Разговор шел об искусстве, и Франц с нетерпением допытывался:
— Что благородный Рафаэль Урбинский? Видели вы его?
Ответил ему монах.
— Нет, — сказал он, — увы, Рафаэль, украшение и гордость благородного искусства живописи, покинул эту землю; он скончался в прошлом году {38} . Быть может, вместе с ним покинуло Италию искусство.

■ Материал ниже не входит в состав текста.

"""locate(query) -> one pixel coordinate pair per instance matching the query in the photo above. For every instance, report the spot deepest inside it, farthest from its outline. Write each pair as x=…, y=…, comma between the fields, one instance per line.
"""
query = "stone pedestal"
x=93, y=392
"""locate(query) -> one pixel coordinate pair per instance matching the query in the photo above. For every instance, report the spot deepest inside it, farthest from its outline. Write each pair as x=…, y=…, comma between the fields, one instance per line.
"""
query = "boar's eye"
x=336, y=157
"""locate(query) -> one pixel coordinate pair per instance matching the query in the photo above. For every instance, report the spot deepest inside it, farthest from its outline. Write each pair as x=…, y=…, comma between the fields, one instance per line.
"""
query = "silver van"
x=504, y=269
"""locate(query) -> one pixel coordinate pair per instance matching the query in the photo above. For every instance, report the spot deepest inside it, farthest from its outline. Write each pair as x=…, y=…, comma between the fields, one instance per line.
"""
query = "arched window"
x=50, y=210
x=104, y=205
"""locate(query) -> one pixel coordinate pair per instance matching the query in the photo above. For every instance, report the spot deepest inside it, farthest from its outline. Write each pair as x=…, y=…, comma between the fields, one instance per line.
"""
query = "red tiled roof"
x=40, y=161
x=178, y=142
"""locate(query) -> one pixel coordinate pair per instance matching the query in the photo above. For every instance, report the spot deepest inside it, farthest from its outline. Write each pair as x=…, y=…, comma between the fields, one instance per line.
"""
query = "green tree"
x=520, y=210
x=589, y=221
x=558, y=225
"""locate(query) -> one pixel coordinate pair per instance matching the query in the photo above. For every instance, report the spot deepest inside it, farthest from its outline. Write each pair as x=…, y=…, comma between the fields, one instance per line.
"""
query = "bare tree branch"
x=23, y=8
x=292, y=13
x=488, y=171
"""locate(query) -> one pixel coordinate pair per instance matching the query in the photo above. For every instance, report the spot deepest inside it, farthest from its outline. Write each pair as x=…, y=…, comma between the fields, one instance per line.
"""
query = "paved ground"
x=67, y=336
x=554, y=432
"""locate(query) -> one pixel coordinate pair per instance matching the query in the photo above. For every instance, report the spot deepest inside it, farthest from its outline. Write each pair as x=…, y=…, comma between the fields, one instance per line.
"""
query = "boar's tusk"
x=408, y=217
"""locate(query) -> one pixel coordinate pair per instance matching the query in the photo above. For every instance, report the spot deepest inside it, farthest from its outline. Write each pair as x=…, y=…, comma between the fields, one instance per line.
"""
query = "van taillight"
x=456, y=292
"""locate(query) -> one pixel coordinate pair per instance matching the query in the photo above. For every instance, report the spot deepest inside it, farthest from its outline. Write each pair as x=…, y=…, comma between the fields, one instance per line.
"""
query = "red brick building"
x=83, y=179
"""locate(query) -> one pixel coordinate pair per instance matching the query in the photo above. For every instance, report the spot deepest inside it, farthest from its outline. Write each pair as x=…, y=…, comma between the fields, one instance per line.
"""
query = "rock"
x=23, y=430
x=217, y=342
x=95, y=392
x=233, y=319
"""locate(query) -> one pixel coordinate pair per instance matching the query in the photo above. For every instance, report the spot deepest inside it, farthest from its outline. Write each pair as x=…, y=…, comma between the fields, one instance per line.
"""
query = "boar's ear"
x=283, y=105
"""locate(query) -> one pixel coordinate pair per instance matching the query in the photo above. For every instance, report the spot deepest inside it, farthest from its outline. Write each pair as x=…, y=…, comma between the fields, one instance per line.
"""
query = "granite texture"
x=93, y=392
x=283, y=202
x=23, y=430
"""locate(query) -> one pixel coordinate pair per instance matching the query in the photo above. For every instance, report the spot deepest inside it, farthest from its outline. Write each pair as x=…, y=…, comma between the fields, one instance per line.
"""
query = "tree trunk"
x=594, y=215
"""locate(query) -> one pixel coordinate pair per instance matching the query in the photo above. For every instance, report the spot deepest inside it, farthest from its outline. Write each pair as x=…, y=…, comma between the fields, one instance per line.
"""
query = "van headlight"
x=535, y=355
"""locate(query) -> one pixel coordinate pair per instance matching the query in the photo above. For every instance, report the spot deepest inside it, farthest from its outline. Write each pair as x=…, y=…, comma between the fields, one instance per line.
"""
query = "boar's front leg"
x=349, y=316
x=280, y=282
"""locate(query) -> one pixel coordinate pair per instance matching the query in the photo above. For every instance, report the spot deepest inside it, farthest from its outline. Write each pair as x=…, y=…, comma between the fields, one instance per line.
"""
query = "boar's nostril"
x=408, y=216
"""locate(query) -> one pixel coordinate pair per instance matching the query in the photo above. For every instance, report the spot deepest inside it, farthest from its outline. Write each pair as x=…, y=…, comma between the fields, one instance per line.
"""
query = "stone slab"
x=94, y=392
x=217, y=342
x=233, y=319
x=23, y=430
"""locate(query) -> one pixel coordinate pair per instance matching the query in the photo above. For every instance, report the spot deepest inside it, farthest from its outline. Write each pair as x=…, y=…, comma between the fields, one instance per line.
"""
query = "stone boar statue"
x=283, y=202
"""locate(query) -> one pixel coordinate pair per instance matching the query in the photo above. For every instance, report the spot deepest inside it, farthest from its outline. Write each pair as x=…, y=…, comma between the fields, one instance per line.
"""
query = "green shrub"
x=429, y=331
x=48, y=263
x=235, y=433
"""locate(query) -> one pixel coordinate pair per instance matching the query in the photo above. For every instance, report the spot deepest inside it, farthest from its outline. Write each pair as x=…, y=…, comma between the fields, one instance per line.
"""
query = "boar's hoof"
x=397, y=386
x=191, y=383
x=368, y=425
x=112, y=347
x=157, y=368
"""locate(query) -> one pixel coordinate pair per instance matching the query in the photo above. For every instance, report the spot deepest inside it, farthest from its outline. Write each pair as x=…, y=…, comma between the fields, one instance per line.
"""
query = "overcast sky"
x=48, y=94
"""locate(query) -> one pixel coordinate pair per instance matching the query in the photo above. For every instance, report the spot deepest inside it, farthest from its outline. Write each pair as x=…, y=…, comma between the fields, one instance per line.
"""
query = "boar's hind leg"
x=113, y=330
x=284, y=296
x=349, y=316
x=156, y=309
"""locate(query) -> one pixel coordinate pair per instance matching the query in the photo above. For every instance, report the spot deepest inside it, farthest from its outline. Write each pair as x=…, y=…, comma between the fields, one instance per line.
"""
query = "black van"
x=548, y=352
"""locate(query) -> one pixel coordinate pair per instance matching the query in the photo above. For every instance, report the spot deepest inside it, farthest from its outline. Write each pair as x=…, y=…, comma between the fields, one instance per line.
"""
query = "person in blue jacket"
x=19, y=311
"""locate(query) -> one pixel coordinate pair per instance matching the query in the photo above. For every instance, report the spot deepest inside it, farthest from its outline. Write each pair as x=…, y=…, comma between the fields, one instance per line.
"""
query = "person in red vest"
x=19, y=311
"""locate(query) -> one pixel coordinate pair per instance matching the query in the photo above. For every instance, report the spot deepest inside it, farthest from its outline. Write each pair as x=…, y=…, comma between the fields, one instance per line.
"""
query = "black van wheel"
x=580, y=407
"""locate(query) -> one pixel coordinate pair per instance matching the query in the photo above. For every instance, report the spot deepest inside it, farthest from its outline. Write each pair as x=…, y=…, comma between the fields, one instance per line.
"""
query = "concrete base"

— Как можете вы так говорить! — вскричал ваятель Больц, — а что такое, по-вашему, бессмертный Микеланджело {39} , достигнувший таких высот искусства, какие и не снились Рафаэлю? Не он ли показал нам, что такое возвышенное, и соединил идеалы древних с точным изучением самой природы? А он еще жив, мой юный друг, и с усмешкой стоит на высотах ваяния и живописи, как возвышенный гений, указующий путь и облегчающий стремление к цели всякому ученику.
38
Рафаэль скончался 6 апреля 1520 г.
39
Сам Тик вступает тут в продолжавшийся веками спор о ценности искусства идеальной красоты (Рафаэль) и искусства возвышенного (Микеланджело). Спор этот был актуален на рубеже XVIII—XIX вв. и не раз возобновляется во второй части романа (более приглушенно — в его второй редакции).
— Итак, не сбудется мечта моего сердца, — сказал Франц, — я не увижу человека, который был другом моего Дюрера и которым он так восхищался!
— Воистину, — воскликнул Больц, — простосердечный старик Дюрер мог восхищаться Рафаэлем, для него-то и Рафаэль — недосягаемая высота. А вот если бы ему прислали произведение Микеланджело 5*, то он был бы не в состоянии оценить его по достоинству.
— Простите, — сказал Флорестан, — я отнюдь не знаток искусства, но я тысячу раз слышал, как Рафаэля называли украшением этой земли, и скажу по чести, ежели я могу доверять своим собственным глазам и чувству, то его творения можно назвать божественными.
— А как вы говорите о Дюрере! — возмутился Франц. — Воистину он умеет ценить своеобычное и великое в чужих творениях, иначе он сам не был бы столь великим художником! Мало же вы любите свою родину Германию, если так уничижаете первейшего ее художника!
— Не сердитесь, — успокоил их монах, — такая уж у него резкая необузданная манера, он все преувеличивает. Лишь огромное, титаническое представляется ему прекрасным, ничего иного ему не дано понять.
— Что вы мне толкуете про Германию и про наше отечественное искусство? — вспылил Больц. — И сами его создатели и их ценители — всего лишь убогие ремесленники. Ни один истинный художник еще не родился на бесплодной немецкой почве, под этими хмурыми небесами. Да и на что здесь искусство? К чему оно этим холодным черствым людям, которые едва признают его как украшение своего жалкого домашнего уюта? Потому-то никто из так называемых художников и не стремится к возвышенности и совершенству, они довольствуются тем, чтобы подражать холодной жалкой природе, то тут, то там подсмотреть какую-нибудь ее черту, и воображают, что действительно создали что-то путное, если, вырвав ее из общей взаимосвязи, представили во всей нагой незначительности. Таков ваш хваленый Альберт Дюрер, ваш Лука Лейденский, Скорел {40} , хоть он и побывал в Италии, да и швейцарца Гольбейна {41} едва ли можно причислить к настоящим художникам.
40
Скорел — Ян ван Схорел (1495—1552), голландский художник; в 1517—1524 гг. — в Италии.
41
Ганс Гольбейн Младший (1497—1498—1543) с 1515 г. жил в Базеле, был принят в число базельских мастеров; видимо, потому назван швейцарцем.
— Вы либо их не знаете, — в гневе вскричал Франц, — либо злонамеренно не хотите признавать. По-вашему, один человек исчерпал все искусство и все совершенство, положил им предел, так что никто другой рядом с ним или после него уже не смеет протянуть руку к священному венцу. Как тесна и мала должна была бы быть эта небесная область, если бы один-единственный человек мог пройти ее всю из конца в конец и, подобно Геркулесу, воздвигнуть столпы по краям, дабы указать предел потомству. А на мой взгляд, приписывать все искусство исключительно одному художнику — не только варварское жестокосердие, но и унижение того самого художника, которого вы столь превозносите. Сегодня Дюрер представляется мне первейшим художником мира; но я вполне могу вообразить себе, да он и сам часто говорил об этом, сколько еще есть на свете прекрасных творений 6*. Немного стоит Микеланджело, если его путь к величию и возвышенности — единственный.